South Dakota set to deploy additional troops to border after private donor-funded deployment

South Dakota set to deploy additional troops to border after private donor-funded deployment
South Dakota Gov. Kristi Noem speaking at the 2020 Student Action Summit, hosted by Turning Point USA at the Palm Beach County Convention Center in West Palm Beach, Florida, Gage Skidmore

The South Dakota National Guard is expected to deploy an additional 125 guardsmen following the deployment of 50 guardsmen; an expense covered by a private, billionaire Republican donor.

On Wednesday, the South Dakota Guard released a statement about South Dakota Gov. Kristi Noem's (R) intent to move forward with the additional deployments. "The guard members will provide non-law enforcement support to U.S. customs agents as part of the government's southwest border mission," according to a statement from the Guard.

Noem also shared a news release at the time. "Our South Dakota National Guard is the very best in the country, and they are prepared for the sustained response the national security crisis at our southern border requires," Noem said in the release.

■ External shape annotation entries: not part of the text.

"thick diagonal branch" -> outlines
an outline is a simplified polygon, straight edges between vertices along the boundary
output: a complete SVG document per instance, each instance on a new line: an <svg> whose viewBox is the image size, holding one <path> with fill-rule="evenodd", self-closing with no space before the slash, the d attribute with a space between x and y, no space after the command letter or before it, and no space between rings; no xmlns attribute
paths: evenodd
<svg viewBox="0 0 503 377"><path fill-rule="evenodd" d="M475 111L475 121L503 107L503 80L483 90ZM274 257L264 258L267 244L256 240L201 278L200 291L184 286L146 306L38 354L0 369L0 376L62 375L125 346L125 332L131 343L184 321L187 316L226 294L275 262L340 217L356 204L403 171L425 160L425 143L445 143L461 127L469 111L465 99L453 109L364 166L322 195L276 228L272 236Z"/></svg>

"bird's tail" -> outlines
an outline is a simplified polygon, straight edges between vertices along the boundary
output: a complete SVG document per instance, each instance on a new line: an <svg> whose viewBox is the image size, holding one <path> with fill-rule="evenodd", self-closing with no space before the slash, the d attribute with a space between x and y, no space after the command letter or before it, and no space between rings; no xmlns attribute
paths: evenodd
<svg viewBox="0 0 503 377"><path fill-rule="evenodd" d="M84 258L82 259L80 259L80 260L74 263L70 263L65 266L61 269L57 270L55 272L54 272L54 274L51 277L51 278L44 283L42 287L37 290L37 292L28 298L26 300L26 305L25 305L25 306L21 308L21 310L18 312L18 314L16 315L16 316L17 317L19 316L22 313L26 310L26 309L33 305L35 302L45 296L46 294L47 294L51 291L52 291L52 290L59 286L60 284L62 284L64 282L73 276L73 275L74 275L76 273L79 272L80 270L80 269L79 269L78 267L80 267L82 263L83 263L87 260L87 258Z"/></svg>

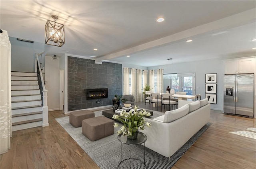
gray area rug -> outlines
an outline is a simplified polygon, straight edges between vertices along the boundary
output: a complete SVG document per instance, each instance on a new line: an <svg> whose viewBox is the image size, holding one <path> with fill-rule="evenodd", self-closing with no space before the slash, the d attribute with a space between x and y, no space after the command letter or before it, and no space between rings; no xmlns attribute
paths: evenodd
<svg viewBox="0 0 256 169"><path fill-rule="evenodd" d="M95 116L102 116L102 110L94 112ZM154 112L151 118L164 114L163 113ZM101 169L117 169L120 162L120 143L117 140L117 134L92 141L85 137L82 132L82 127L74 128L69 123L69 116L56 119L56 120L68 133L78 144L84 150ZM188 149L212 123L204 126L170 158L168 158L146 147L146 165L148 169L170 169L180 157ZM115 133L119 130L115 128ZM146 130L146 128L145 130ZM130 158L130 146L122 145L122 160ZM132 157L144 161L144 146L140 145L132 146ZM132 169L146 168L140 161L132 159ZM119 169L130 168L130 160L125 160Z"/></svg>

She added, "I am hopeful that this mission indicates the Biden Administration is waking up to the devastating situation at the border."

According to The Argus Leader, the additional troops will be added to the estimated 3,000 other guardsmen that have been deployed from several other states. The guards are responsible for providing "non-law-enforcement support" agents with U.S.ea Customs working along the U.S. border in California, New Mexico, Arizona, and Texas.

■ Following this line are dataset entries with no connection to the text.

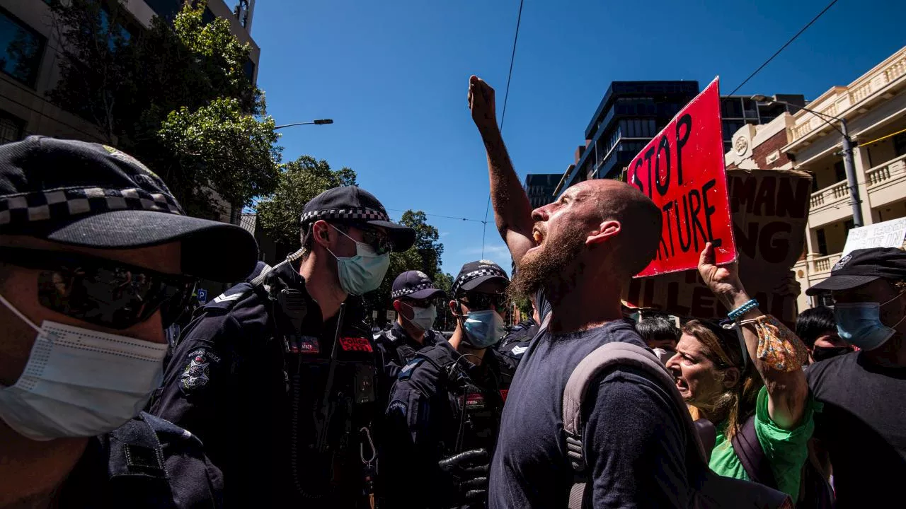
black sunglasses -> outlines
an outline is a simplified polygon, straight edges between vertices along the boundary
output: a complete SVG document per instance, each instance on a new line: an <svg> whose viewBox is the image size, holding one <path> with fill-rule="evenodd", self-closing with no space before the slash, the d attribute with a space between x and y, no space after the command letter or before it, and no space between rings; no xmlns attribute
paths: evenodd
<svg viewBox="0 0 906 509"><path fill-rule="evenodd" d="M354 226L361 232L361 241L371 245L376 254L383 254L393 251L393 241L390 240L387 234L375 229L373 226L360 223L352 223L350 226ZM343 233L348 234L348 228Z"/></svg>
<svg viewBox="0 0 906 509"><path fill-rule="evenodd" d="M72 253L4 247L0 261L37 269L38 301L90 323L128 329L160 310L169 327L183 312L197 280Z"/></svg>
<svg viewBox="0 0 906 509"><path fill-rule="evenodd" d="M469 292L465 296L459 297L459 302L466 304L471 311L487 311L491 307L500 311L506 305L506 295L505 293Z"/></svg>

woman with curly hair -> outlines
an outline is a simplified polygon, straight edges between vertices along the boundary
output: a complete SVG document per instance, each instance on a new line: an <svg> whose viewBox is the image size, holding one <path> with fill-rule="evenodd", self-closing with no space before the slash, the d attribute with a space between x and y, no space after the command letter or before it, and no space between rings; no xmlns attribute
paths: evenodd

The latest report comes amid intense scrutiny of Noem's decision to use partisan donor funding for National Guard troop deployment. Although Noem has stood by her decision to use private funds, many have disagreed with that move. In fact, Arkansas Gov. Asa Hutchinson (R) said Noem's decision sets a "bad precedent."

"This is a state function," Huntsman said. "It is something that we respond to other states in terms of disaster. I would consider it a bad precedent to have it privately funded. Now, whenever you are looking at supplemental pay for some state employees, we use private foundation money, so it is not an across-the-board rule against that."
The guardsmen are expected to be deployed for approximately nine to 12 months.